A organização criminosa MTS, com um nome que remete às iniciais de Mato Grosso do Sul, foi estabelecida com o objetivo de expandir a exploração de jogos de apostas eletrônicas comandadas pela facção. Henrique Abraão Gonçalves, conhecido como “Macaulin” ou “Rico”, natural de São Paulo, teria sido enviado para Mato Grosso do Sul com a missão de consolidar essa expansão, conforme aponta a investigação. Ele é considerado o “braço” de Marcos William Herbas Camacho, o “Marcola”, na região.

A operação, que resultou nas condenações, foi desencadeada em setembro de 2024. O Gaeco (Grupo de Atuação Especial de Repressão ao Crime Organizado) e o Dracco (Departamento de Repressão à Corrupção e ao Crime Organizado) atuaram em conjunto. A ação contou com apoio do Bope (Batalhão de Operações Policiais Especiais) para cumprir mandados em Campo Grande, Aquidauana e em cidades de outros estados, como São Paulo e Tocantins.

Liderança e penas mais severas

Entre os condenados, Ricardo Andrade Ferreira recebeu a pena mais alta: 15 anos, 9 meses e 1 dia de reclusão. Ele ocupava uma posição de liderança e era peça chave na engrenagem financeira do grupo, chegando a utilizar identidade falsa. Além dos crimes comuns, foi condenado por falsidade ideológica.

Caio Borgheti Rino Guimarães integrava o núcleo decisório da organização, coordenando atividades ilícitas e a organização interna. Odiney de Jesus Leite Júnior, o “Barba”, atuava como gerente da organização na Capital, supervisionando pontos de jogo e garantindo o funcionamento da estrutura. Ele foi condenado a 13 anos, 1 mês e 23 dias de reclusão.

O líder da organização, Henrique Abraão, foi condenado a 8 anos e 2 meses de reclusão. Outros 18 réus também foram sentenciados, com penas variando de acordo com o grau de participação no esquema. A lista de condenados inclui nomes como Jorge Luiz de Jesus Júnior, Jair Antônio Ienco, Jeferson Eduardo Nardi, Ricardo França de Andrade, e outros 14 indivíduos. Uma ré, Renata da Silva Gutierrez, foi absolvida por falta de provas suficientes.

Evidências e a força da organização criminosa

O juiz Marcio Alexandre Wust, da 6ª Vara Criminal de Campo Grande, ressaltou que a materialidade dos crimes foi comprovada por meio de interceptações telefônicas, registros contábeis, apreensão de máquinas caça-níqueis e talões de apostas. A sentença destacou a atuação coordenada, com divisão de funções e liderança estruturada, caracterizando a organização criminosa.

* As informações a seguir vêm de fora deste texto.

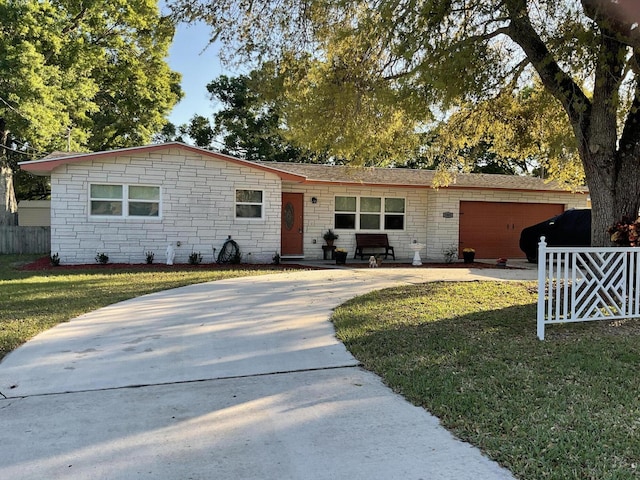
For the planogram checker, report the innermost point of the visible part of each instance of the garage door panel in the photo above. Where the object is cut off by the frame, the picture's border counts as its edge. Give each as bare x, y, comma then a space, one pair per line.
493, 228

A força financeira da MTS era impressionante. O Campo Grande NEWS apurou que a organização instalou mais de mil bancas de apostas, com uma arrecadação mensal estimada em R$ 5 milhões. Essa movimentação de milhões na economia local, embora pareça inofensiva, está associada ao financiamento de outras atividades criminosas, evidenciando a gravidade do esquema desarticulado.

Os acusados ainda podem recorrer das condenações em primeira instância. O espaço está aberto para manifestação das defesas, conforme noticiado pelo Campo Grande NEWS, reforçando a importância do acompanhamento jornalístico detalhado sobre o tema.